I know. And that's obviously a nice power saving feature, but the CPU's peak performance/Watt is still lower than that of the IGP. However, the IGP's absolute performance is lower, and it's not useful for anything other than legacy graphics (e.g. I can't imagine efficiently performing physics calculations on it while also rendering graphics, while all of the CPU's computing power is left unused). The CPU will even pull ahead further when support for FMA instructions is added! To make the IGP catch up with that and make it more flexible for GPGPU tasks, it would have to become a lot bigger and a lot more complex. But that seems pointless to me given that we've already got all this flexible processing power in the CPU part.
So it seems more worthwhile to me to think of how to (further) lower the CPU's power consumption instead. As far as I'm aware out-of-order instruction scheduling is still responsible for much of the power consumption. Since getting rid of out-of-order execution itself is obviously not an option, the amount of arithmetic work per instruction should be increased instead. Executing 1024-bit AVX operations on the existing execution units in multiple cycles seems to me like the perfect way to achieve that.
Gather/scatter support would also massively improve performance/Watt. Currently it takes 18 extract/insert instructions to perform a 256-bit gather operation of 32-bit elements. Each of them occupies ALU pipelines and moves around 128-bit of data. In total that's a lot of data movement and thus lots of heat. Not to mention each of these 18 instructions is scheduled separately and there's a long (false) dependency chain.

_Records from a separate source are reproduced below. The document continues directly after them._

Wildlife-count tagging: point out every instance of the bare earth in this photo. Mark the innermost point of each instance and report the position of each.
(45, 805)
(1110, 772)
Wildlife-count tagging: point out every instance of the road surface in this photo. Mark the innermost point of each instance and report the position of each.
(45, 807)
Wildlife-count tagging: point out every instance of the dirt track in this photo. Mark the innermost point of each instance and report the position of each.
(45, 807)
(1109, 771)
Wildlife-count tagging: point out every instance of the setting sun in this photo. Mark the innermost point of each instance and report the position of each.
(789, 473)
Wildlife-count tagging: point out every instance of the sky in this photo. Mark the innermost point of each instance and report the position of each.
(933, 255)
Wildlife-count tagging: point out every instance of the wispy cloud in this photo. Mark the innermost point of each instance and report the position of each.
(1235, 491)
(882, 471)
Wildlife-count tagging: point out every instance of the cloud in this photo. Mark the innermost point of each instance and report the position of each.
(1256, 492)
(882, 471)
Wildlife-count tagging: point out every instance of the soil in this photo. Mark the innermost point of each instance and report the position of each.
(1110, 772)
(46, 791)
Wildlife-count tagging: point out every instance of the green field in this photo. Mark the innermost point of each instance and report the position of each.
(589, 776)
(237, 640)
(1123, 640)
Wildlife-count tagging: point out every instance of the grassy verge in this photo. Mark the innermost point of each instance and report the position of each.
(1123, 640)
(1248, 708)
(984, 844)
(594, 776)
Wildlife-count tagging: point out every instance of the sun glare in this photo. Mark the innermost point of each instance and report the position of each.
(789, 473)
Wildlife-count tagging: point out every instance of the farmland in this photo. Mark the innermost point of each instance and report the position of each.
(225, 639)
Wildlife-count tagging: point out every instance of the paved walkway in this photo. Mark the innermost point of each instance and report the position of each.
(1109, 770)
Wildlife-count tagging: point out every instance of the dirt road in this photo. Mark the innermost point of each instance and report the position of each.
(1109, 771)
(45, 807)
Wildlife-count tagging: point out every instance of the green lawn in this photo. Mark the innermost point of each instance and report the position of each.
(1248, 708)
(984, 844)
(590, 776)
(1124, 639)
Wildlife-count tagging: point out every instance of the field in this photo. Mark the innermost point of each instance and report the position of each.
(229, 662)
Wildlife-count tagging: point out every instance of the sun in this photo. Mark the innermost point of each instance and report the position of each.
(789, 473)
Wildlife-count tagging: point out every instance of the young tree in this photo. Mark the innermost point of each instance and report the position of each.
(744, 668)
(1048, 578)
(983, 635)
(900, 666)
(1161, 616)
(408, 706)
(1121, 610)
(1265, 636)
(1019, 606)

Performing gather/scatter in the the load/store units instead would free up the ALU pipelines, drastically reduce the data movement, and turn it into a single instruction. Even a relatively straightforward implementation where a gather operation is executed as two sets of four load operations, would increase the peak throughput to one gather instruction every four cycles. The combination of both lower power consumption and higher performance should make it pretty irresistible.
extractps is a port 5 uop, not coincidentally the same port for all types of shuffle operations. 128-bit of data goes in, and 32-bit gets extracted.insertps is also a port 5 uop, and if the inserted data comes out of memory (like for gather) there's an extra port 2/3 uop for the load. 128-bit + 32-bit goes in, and 128-bit comes out.
The reason it's hauling around all this data is because the result has to be carried back to the top of the ALU by the forwarding network in case the next instruction needs it as input. The PRF is hardly involved as long as you're executing dependent instructions. Since the CPU doesn't know you're planning on overwriting each element, it's needlessly pushing around lots of data.
There's absolutely nothing great about scheduling 18 instructions which aren't even intended to be dependent.Gather could simply be a pair of port 2/3 uops instead. That doesn't mean it's a fat monolithic instruction. Each of the four loads for every 128-bit half can finish in any order, it doesn't occupy port 5, your thread can advance faster, and there's less of a chance that the second thread also runs out of work and the whole core stalls.
So really, there's nothing but advantages to having hardware support for gather/scatter.